L'image doit être buildée avec --build-arg EXTRA_DEPS=recasepunc.

Available models trained on Common Crawl:

Mount the model and set the PUNCTUATION_MODEL variable:

-v /path/to/fr.24000:/opt/models/fr.24000 -e PUNCTUATION_MODEL=/opt/models/fr.24000

Configuration

See ENV.md for a complete reference of all environment variables.

Engine Quick Configs

Nemo (French):

ARCHITECTURE=hybrid_bpe_rnnt
MODEL=linagora/linto_stt_fr_fastconformer

Kaldi (Vosk model):

MODEL_PATH=/path/to/vosk_model
MODEL_TYPE=vosk

Kyutai (requires a running moshi server):

KYUTAI_URL=ws://localhost:9002

Testing

Manual test

curl -X POST "http://localhost:8080/transcribe" \
  -H "accept: application/json" \
  -H "Content-Type: multipart/form-data" \
  -F "file=@tests/bonjour.wav;type=audio/wav"

Automated test suite (pytest)

Install the engine you want to test along with the test extra:

uv sync --extra nemo --extra test

Example commands:

# All NeMo tests (UV only, no Docker)
uv run pytest -m nemo --uv-only

# Docker tests only
uv run pytest -m docker

# NeMo CPU, no Docker
uv run pytest test/test_nemo.py -m "not docker and not gpu"

# Whisper on GPU
uv run pytest -m whisper --device cuda

# Kaldi (requires model paths)
uv run pytest -m kaldi --kaldi-am-path /path/to/AM --kaldi-lm-path /path/to/LM

CLI options:

Option Description
--engine Only run tests for this engine (nemo, whisper, kaldi)
--device Target device: cpu (default) or cuda
--uv-only Only run UV-based tests (skip Docker)
--docker-only Only run Docker-based tests
--server-timeout Timeout in seconds for server startup (default: 600)
--kaldi-am-path Path to Kaldi acoustic model
--kaldi-lm-path Path to Kaldi language model

Markers:

Marker Description
nemo Engine NeMo
whisper Engine Whisper
kaldi Engine Kaldi
docker Tests that build and run a Docker container
uv Tests via UV subprocess
gpu Requires CUDA
slow Tests taking > 2 minutes

Examples

The examples/demo_streaming/ directory contains quick-and-dirty demo pages for testing WebSocket streaming transcription:

  • audioprocessor.html — uses the deprecated ScriptProcessor API
  • worklet.html — uses the modern AudioWorklet API (+ audio-processor.js)

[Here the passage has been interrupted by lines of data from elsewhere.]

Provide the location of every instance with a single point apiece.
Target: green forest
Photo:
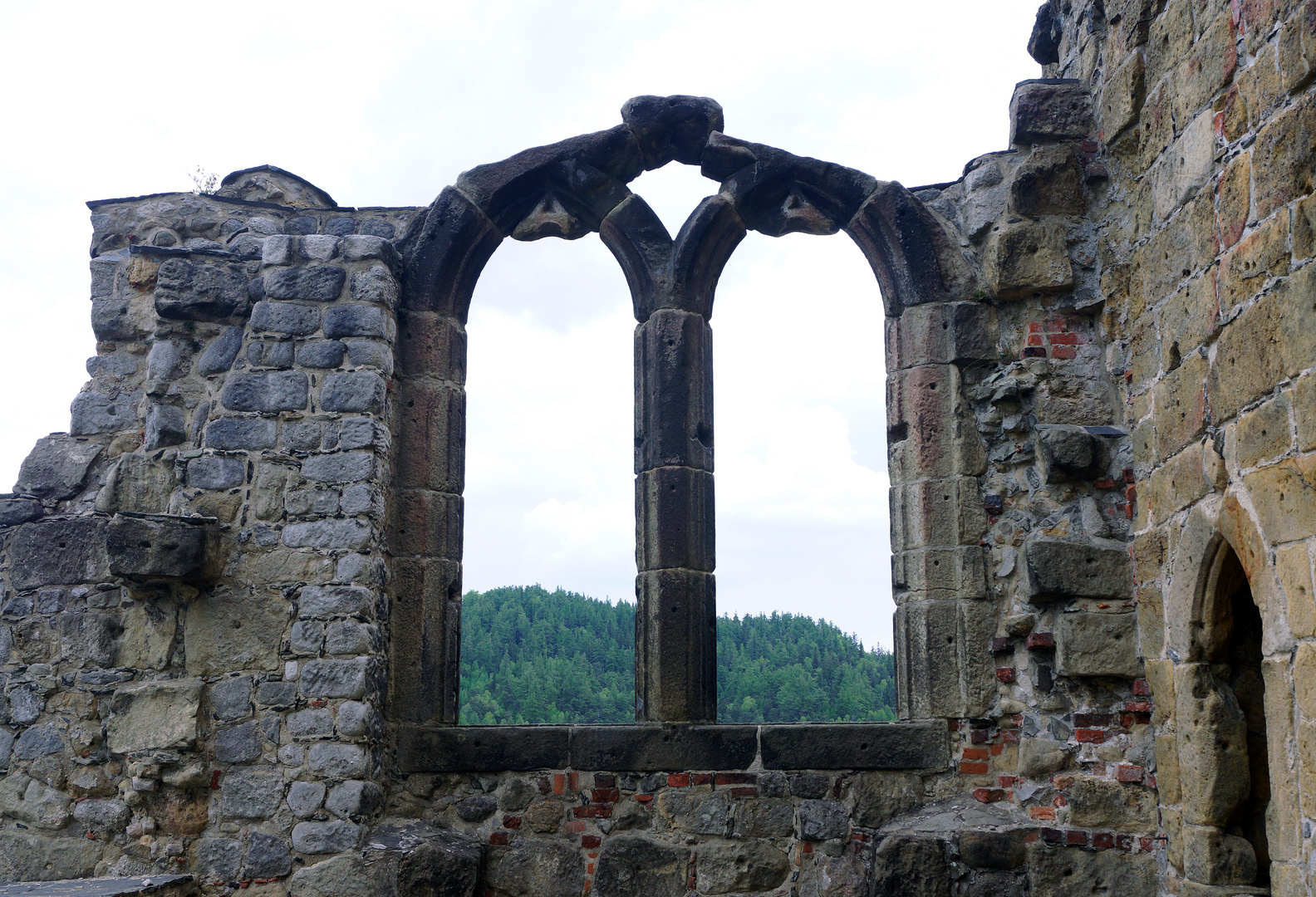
(532, 655)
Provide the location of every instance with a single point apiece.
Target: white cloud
(389, 104)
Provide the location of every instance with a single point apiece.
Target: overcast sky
(383, 104)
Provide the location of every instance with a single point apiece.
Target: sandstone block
(1282, 157)
(328, 534)
(1212, 739)
(1027, 258)
(1097, 645)
(155, 716)
(1058, 570)
(1045, 110)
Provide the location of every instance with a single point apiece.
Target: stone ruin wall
(205, 584)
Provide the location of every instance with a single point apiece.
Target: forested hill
(532, 655)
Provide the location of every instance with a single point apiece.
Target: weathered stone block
(1075, 872)
(225, 633)
(939, 574)
(337, 678)
(153, 547)
(361, 391)
(58, 552)
(740, 867)
(286, 317)
(534, 867)
(942, 660)
(155, 716)
(193, 291)
(1282, 157)
(1048, 183)
(1070, 453)
(326, 836)
(99, 412)
(936, 513)
(319, 284)
(675, 518)
(56, 467)
(1050, 110)
(240, 434)
(1212, 739)
(281, 391)
(1097, 645)
(328, 534)
(1027, 258)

Both pages accept a ?server=ws://host:port/streaming query parameter to point at your STT server.

To serve them locally:

cd examples/demo_streaming/
python3 -m http.server

Then open e.g. http://localhost:8000/worklet.html?server=ws://localhost:8080/streaming.

For production use, see WebVoiceSDK.

License

This project is licensed under AGPLv3 (see LICENSE).